Il vescovo di Asti mons. Ravinale, parlando di una “Chiesa povera per i poveri” e della necessità di “far capire al malato che ha una missione nella Chiesa, che la sua preghiera è per tutti”, ha insistito su “il desiderio e il dovere di lottare contro ogni forma di stigma verso la malattia psichiatrica, chiedendo impegno per superare ogni forma di discriminazione”. Inoltre ci ha ricordato che “la vicinanza a chi soffre è una scelta prioritaria di Gesù buon pastore, e che nessun pastore dovrebbe sentirsi legittimato a dimenticare i malati e i poveri, nonostante il carico di lavoro e la pluralità delle incombenze; poveri e malati hanno molto da insegnarci ed è necessario che tutti ci lasciamo evangelizzare da loro”.

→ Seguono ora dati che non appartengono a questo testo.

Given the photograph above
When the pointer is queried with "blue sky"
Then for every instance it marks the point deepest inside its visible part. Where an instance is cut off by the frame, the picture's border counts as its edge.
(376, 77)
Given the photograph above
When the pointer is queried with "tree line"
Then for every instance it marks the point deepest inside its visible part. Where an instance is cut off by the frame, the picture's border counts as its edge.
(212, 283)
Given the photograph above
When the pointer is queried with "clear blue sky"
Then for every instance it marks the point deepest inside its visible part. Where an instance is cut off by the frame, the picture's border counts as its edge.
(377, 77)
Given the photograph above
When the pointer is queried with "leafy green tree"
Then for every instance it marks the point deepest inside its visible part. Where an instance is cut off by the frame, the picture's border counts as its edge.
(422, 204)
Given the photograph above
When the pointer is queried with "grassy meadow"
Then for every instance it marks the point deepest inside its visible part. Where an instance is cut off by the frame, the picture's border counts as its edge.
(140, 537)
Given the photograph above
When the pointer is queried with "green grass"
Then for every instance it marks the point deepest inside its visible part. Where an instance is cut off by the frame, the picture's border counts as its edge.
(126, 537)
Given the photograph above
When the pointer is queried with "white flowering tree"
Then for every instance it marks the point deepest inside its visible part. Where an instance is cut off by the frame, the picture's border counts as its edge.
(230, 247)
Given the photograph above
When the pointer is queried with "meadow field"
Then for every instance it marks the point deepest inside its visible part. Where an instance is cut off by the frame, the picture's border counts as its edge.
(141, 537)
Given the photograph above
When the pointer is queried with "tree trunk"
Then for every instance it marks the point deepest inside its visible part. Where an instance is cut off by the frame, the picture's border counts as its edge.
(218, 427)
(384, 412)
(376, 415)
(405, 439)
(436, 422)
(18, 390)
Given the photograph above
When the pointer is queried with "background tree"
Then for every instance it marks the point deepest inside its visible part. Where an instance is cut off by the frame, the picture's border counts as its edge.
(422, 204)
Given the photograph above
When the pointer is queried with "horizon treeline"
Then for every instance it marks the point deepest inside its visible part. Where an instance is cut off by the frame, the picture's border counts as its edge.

Lucia Miglionico, dirigente di oncologia pediatrica, della Casa del “Sollievo della Sofferenza”, ha confermato che “quando si ammala un membro della famiglia si ammala tutta la famiglia, in quanto la malattia rompe tutti gli schemi spazio-temporali”. “Quindi la Pastorale della salute non deve dimenticare la famiglia: un bambino ammalato di cancro può sorridere per un gioco nuovo, una mamma cui hai detto che è finita ha il cuore strappato…”.
Diminuisce la percezione dello stato di salute, non ci si cura più, soprattutto tra gli anziani e anche quando il 35% dichiara di stare male. Infine una previsione inquietante: “Se non lavoreremo sodo sul contesto e sui fattori che determinano la salute delle persone, nel 2050 avremo un indice di dipendenza spaventoso: stiamo infatti tendendo al rapporto uno a uno tra sani e malati, che sarà insostenibile per il Sistema sanitario”.